Unlike traditional pharmacological inhibition, targeted protein degradation (TPD) induces ubiquitin-dependent degradation of proteins. However, it’s poorly understood which/why certain proteins are susceptible to TPD. We developed a machine learning model to answer this question.
Donovan et al. previously mapped kinase degradability based on a library of multi-kinase degraders. Here, by modeling features intrinsic to protein targets, we classified highly- and lowly- degradable kinases, which show similar drug-target engagement, but different degradation.
We found that degradability of the kinome can be well predicted by protein-intrinsic features. The ubiquitination potential is the most informative feature, which is determined by the fraction of lysine residues that have reported ubiquitination events in the PhosphoSitePlus.
The ubiquitination potential likely reflects a protein’s endogenous capacity to be ubiquitinated since the ubiquitination events are from cell lines in the absence of degrader treatment.
Our model (MAPD short for Model-based Analysis of Protein Degradability) shows promising performance in predicting degradable kinases by multi-kinase degraders and previously reported kinase targets of PROTAC compounds.
Furthermore, our model (MAPD) could also identify non-kinase PROTAC targets and degradable transcription factors, suggesting that it is generalizable to proteins-of-interest (POI) outside of the kinome.
Given the robust performance of MAPD, we extended MAPD predictions to the entire proteome to find 964 disease-causing proteins, including 278 cancer genes, that may be tractable to TPD drug development. Our results are available at mapd.cistrome.org.

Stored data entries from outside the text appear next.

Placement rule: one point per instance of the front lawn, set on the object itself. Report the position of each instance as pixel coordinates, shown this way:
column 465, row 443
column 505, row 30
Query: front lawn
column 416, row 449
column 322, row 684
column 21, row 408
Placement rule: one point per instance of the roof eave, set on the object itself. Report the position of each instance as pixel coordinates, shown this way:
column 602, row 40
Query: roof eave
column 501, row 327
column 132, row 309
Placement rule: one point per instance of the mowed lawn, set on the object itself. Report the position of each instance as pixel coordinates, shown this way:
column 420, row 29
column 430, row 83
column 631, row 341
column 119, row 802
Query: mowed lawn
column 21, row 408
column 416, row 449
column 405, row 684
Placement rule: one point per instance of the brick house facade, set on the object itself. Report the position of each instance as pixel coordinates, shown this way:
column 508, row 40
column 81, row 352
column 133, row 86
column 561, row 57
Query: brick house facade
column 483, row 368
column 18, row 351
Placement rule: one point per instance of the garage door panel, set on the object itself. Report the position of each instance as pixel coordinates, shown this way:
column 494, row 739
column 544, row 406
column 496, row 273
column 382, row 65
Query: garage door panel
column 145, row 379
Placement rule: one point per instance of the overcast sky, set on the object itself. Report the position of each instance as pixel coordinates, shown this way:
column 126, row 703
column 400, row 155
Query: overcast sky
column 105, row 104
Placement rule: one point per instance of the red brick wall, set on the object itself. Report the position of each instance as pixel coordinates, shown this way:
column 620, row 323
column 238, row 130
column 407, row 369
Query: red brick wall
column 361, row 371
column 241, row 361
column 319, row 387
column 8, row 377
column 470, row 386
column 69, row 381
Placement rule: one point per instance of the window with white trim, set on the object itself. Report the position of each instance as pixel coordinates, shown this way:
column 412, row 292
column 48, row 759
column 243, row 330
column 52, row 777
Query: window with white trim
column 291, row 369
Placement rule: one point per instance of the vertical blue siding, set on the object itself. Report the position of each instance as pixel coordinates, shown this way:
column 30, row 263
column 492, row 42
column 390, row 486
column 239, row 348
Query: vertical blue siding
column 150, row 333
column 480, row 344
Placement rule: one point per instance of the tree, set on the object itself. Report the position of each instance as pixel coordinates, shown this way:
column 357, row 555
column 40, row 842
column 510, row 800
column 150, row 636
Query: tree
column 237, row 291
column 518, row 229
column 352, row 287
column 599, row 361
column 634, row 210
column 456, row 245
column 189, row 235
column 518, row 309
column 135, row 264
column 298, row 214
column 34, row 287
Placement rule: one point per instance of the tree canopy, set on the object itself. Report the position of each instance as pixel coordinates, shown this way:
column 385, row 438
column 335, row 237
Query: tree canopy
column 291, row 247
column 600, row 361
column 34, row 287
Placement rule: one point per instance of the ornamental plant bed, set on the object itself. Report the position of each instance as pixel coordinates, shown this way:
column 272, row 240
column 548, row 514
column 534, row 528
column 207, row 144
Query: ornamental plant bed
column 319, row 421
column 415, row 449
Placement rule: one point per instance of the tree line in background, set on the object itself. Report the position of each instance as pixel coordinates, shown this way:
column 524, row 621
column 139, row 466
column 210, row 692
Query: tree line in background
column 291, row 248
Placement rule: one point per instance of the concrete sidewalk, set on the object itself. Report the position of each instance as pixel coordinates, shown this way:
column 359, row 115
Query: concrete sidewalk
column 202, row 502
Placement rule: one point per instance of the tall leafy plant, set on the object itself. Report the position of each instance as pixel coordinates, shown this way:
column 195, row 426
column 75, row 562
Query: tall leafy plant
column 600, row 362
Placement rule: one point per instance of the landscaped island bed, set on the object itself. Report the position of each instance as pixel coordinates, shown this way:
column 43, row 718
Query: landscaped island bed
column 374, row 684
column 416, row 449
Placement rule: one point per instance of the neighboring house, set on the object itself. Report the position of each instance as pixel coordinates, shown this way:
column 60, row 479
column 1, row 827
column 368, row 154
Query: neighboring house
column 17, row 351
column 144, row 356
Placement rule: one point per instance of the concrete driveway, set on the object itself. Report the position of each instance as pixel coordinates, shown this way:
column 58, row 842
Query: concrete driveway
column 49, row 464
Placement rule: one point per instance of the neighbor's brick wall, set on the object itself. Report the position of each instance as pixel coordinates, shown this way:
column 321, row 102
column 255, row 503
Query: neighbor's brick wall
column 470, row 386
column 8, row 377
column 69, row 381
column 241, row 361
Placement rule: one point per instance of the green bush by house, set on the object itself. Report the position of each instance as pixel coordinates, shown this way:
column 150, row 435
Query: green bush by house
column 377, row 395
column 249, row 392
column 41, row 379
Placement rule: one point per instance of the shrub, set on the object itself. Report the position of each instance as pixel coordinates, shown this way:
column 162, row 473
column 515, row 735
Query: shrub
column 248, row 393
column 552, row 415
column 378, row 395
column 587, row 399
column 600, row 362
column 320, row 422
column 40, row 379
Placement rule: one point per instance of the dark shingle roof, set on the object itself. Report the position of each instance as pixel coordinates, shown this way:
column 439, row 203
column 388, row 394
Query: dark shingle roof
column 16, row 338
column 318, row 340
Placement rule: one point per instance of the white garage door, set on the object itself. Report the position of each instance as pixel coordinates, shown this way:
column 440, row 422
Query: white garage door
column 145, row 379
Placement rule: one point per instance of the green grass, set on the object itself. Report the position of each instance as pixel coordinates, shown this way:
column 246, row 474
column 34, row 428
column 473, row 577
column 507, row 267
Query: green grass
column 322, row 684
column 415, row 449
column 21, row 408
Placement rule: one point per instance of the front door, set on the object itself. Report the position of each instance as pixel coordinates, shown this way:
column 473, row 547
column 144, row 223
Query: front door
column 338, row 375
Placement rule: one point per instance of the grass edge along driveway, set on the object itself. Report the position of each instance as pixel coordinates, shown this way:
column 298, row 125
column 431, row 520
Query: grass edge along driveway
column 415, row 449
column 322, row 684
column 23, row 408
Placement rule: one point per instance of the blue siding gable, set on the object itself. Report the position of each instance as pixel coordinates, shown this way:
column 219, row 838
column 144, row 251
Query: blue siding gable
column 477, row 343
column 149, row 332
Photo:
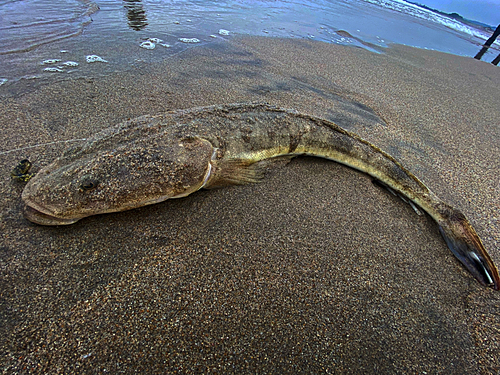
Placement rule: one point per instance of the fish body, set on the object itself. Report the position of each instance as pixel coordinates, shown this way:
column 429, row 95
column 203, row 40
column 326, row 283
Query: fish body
column 154, row 158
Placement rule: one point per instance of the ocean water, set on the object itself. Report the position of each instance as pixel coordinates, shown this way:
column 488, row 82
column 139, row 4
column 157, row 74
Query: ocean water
column 42, row 40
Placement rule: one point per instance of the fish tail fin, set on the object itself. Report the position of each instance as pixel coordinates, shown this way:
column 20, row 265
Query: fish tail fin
column 466, row 245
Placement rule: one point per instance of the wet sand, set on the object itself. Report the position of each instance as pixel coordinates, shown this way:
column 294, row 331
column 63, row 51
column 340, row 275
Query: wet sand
column 314, row 270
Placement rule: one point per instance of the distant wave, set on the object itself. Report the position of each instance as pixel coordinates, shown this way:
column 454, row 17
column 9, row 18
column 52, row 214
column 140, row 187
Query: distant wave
column 27, row 24
column 429, row 15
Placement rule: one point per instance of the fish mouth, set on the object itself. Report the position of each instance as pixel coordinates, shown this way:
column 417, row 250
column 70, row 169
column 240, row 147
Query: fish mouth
column 42, row 218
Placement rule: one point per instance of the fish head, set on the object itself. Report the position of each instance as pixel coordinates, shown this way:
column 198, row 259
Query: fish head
column 103, row 177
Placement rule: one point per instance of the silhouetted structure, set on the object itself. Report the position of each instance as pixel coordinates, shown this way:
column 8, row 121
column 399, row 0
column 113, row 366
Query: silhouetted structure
column 487, row 45
column 136, row 14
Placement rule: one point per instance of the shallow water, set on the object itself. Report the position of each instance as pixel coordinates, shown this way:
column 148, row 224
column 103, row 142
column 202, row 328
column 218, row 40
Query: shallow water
column 33, row 31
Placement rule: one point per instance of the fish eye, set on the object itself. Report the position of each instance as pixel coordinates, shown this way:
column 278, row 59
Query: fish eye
column 88, row 184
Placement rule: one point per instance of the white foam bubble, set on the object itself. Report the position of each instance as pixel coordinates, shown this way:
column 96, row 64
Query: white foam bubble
column 50, row 61
column 147, row 45
column 189, row 40
column 94, row 58
column 53, row 70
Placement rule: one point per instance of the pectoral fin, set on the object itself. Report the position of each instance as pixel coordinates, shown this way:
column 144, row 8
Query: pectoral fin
column 235, row 172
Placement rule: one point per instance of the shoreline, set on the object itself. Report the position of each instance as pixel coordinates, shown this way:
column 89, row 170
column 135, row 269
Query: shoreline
column 313, row 269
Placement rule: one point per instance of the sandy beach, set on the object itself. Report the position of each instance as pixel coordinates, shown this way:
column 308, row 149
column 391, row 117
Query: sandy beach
column 314, row 270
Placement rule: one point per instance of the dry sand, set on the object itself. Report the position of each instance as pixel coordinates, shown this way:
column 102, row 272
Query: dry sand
column 315, row 270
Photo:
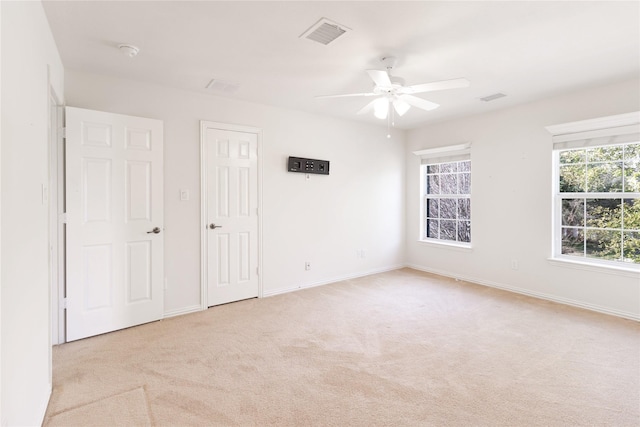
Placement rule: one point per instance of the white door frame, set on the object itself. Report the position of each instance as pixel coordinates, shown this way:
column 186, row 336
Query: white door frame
column 204, row 255
column 56, row 218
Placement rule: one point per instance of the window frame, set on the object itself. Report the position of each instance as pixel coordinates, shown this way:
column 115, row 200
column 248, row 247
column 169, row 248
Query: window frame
column 439, row 155
column 605, row 131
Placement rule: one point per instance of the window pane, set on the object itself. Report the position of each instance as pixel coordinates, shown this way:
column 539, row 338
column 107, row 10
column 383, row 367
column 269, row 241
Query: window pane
column 466, row 166
column 464, row 208
column 433, row 210
column 448, row 184
column 573, row 212
column 632, row 168
column 432, row 228
column 447, row 167
column 448, row 208
column 604, row 177
column 572, row 178
column 464, row 231
column 572, row 241
column 604, row 213
column 447, row 230
column 604, row 244
column 631, row 246
column 433, row 168
column 464, row 183
column 604, row 154
column 632, row 214
column 572, row 156
column 433, row 184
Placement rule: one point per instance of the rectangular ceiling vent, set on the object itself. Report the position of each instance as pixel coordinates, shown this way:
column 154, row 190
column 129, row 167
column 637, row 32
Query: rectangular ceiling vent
column 325, row 31
column 492, row 97
column 221, row 86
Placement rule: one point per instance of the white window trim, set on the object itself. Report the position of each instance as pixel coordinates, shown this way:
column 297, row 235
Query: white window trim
column 450, row 153
column 616, row 129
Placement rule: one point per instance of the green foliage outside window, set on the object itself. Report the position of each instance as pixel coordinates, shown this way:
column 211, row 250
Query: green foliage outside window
column 600, row 205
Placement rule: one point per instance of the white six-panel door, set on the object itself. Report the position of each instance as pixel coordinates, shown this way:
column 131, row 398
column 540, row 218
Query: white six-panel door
column 114, row 201
column 231, row 193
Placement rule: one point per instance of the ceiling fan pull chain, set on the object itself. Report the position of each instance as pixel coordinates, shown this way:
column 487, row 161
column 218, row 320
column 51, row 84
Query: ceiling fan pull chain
column 389, row 124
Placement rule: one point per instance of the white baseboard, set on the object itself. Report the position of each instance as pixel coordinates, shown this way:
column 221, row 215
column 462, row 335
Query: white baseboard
column 41, row 410
column 181, row 311
column 332, row 280
column 539, row 295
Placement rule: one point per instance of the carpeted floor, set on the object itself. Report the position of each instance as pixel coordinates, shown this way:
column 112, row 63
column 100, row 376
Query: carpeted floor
column 402, row 348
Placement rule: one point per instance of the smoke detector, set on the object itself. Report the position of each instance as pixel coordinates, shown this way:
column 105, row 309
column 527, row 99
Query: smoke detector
column 129, row 50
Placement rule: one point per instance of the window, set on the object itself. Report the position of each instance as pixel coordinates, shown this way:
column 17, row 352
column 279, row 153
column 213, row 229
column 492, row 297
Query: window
column 599, row 194
column 597, row 191
column 446, row 195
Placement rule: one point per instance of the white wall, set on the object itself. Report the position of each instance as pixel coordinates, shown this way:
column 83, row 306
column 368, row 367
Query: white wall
column 28, row 50
column 511, row 201
column 324, row 220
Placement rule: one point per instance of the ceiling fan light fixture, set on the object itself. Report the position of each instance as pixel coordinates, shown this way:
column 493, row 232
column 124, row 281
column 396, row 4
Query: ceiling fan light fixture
column 381, row 108
column 401, row 107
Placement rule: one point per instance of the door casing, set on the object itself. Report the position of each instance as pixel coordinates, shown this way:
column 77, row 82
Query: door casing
column 204, row 125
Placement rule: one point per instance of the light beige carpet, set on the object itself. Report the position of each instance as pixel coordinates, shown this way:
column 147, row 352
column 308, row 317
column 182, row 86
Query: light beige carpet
column 402, row 348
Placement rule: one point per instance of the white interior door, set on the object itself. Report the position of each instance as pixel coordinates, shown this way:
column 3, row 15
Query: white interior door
column 114, row 206
column 231, row 198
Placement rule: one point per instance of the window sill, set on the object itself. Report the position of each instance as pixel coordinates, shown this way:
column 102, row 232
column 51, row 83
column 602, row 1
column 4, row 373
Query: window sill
column 447, row 245
column 625, row 271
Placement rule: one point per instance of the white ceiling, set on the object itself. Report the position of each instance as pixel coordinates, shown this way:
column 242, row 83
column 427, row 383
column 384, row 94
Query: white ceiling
column 527, row 50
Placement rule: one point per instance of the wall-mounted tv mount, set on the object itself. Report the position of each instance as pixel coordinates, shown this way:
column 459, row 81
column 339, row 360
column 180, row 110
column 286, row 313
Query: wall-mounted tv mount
column 300, row 164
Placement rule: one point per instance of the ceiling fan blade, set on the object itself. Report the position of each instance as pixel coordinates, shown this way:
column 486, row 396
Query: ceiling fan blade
column 419, row 102
column 433, row 86
column 347, row 94
column 367, row 108
column 381, row 78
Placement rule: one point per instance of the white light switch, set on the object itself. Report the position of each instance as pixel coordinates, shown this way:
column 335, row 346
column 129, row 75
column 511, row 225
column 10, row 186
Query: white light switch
column 45, row 194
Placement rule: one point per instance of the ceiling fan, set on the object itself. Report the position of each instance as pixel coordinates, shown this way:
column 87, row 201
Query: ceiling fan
column 390, row 90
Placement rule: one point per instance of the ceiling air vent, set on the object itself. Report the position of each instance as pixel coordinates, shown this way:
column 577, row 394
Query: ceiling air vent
column 492, row 97
column 324, row 31
column 218, row 85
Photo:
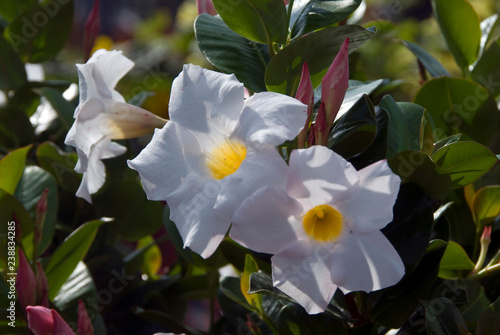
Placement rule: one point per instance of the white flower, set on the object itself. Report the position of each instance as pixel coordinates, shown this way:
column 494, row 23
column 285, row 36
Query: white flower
column 217, row 149
column 324, row 228
column 103, row 115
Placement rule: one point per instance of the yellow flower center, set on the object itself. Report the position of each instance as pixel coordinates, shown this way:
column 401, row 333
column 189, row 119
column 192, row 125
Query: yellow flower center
column 225, row 158
column 323, row 223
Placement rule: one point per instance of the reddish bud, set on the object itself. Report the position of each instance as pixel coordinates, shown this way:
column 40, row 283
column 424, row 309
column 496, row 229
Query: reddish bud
column 305, row 94
column 25, row 282
column 335, row 84
column 84, row 323
column 91, row 30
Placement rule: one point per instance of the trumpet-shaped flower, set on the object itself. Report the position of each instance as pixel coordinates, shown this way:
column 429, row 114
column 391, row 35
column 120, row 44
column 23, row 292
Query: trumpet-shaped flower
column 324, row 227
column 217, row 149
column 103, row 115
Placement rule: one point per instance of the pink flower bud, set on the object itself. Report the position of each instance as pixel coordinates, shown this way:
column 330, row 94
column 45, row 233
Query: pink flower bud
column 335, row 84
column 305, row 94
column 25, row 282
column 206, row 6
column 84, row 323
column 91, row 30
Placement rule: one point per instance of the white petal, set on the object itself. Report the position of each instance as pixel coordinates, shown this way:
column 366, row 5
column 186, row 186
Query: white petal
column 365, row 262
column 258, row 169
column 371, row 207
column 205, row 101
column 303, row 272
column 271, row 118
column 172, row 154
column 191, row 209
column 99, row 76
column 262, row 223
column 321, row 176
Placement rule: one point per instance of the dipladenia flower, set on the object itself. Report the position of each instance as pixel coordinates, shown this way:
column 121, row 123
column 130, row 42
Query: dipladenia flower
column 103, row 115
column 324, row 227
column 217, row 149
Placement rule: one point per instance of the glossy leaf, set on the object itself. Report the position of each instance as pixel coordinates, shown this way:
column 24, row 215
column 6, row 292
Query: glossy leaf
column 459, row 24
column 317, row 14
column 34, row 181
column 12, row 71
column 454, row 259
column 430, row 63
column 11, row 169
column 262, row 21
column 465, row 162
column 67, row 256
column 486, row 205
column 418, row 168
column 224, row 49
column 355, row 130
column 459, row 106
column 318, row 50
column 60, row 165
column 39, row 33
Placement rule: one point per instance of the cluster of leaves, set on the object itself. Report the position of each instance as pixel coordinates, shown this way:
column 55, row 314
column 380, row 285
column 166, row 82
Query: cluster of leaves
column 133, row 273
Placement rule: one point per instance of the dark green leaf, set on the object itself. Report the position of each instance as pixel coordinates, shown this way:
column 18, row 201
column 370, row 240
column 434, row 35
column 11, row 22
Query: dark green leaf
column 63, row 107
column 60, row 165
column 355, row 130
column 430, row 63
column 318, row 50
column 12, row 167
column 418, row 168
column 263, row 21
column 455, row 259
column 12, row 71
column 459, row 106
column 64, row 260
column 317, row 14
column 225, row 49
column 465, row 162
column 34, row 181
column 459, row 24
column 38, row 33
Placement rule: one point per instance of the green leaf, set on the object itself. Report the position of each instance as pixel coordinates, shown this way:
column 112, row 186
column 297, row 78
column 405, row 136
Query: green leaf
column 454, row 259
column 251, row 266
column 355, row 130
column 430, row 63
column 11, row 8
column 60, row 165
column 12, row 71
column 317, row 14
column 459, row 24
column 11, row 168
column 427, row 134
column 126, row 202
column 263, row 21
column 418, row 168
column 459, row 106
column 225, row 49
column 12, row 209
column 34, row 181
column 318, row 50
column 465, row 162
column 66, row 257
column 41, row 31
column 63, row 107
column 486, row 205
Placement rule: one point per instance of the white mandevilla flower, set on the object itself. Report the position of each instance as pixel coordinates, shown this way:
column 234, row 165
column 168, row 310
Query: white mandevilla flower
column 217, row 149
column 103, row 115
column 324, row 227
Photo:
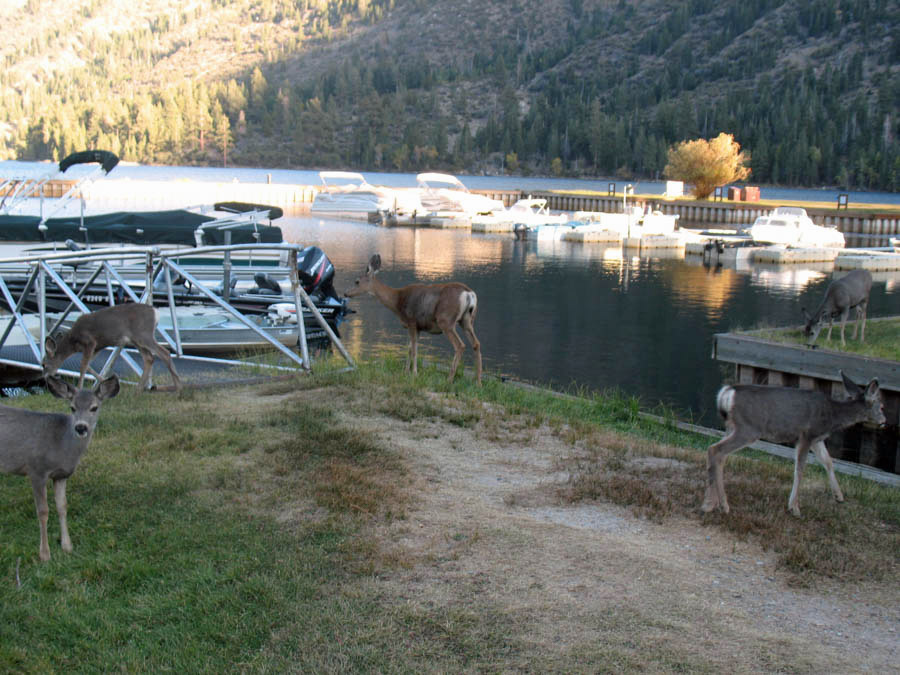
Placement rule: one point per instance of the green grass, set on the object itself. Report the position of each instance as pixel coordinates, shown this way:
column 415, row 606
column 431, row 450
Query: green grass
column 882, row 338
column 233, row 530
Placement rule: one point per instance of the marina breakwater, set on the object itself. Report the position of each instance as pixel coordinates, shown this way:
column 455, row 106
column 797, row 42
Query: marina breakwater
column 862, row 226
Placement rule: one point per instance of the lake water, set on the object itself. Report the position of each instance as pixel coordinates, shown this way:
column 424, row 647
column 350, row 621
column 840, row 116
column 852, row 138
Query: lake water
column 125, row 171
column 571, row 314
column 557, row 313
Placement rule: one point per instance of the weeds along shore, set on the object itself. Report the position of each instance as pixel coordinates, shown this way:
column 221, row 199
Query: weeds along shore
column 243, row 528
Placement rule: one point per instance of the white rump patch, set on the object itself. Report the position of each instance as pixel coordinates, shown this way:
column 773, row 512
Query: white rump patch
column 725, row 400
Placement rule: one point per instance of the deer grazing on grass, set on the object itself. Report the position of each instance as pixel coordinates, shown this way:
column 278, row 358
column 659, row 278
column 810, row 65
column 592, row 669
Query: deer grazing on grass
column 116, row 326
column 842, row 295
column 434, row 308
column 786, row 415
column 48, row 446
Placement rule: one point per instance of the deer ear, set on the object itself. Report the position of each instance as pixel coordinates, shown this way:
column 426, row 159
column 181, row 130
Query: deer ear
column 852, row 388
column 108, row 388
column 872, row 389
column 60, row 388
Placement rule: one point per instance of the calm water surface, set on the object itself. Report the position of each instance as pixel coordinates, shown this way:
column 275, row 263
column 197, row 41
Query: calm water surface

Since the ubiquitination potential was the most important feature in MAPD, we reasoned that the accessibility of Ub sites to the E2 enzyme might influence the transfer of ubiquitin to the protein target in degrader-mediated ternary complexes.
In comparison to the total number of Ub sites in the structure of the POI, the E2-accessible Ub sites showed a more significant positive association with protein degradability. These results suggest that lysines with detected ubiquitination events are more amenable to TPD.
In Summary, our study demonstrates that ubiquitination potential is highly predictive of protein degradability, and provides the first quantitative model (MAPD) to prioritize tractable targets proteome-wide for developing TPD compounds.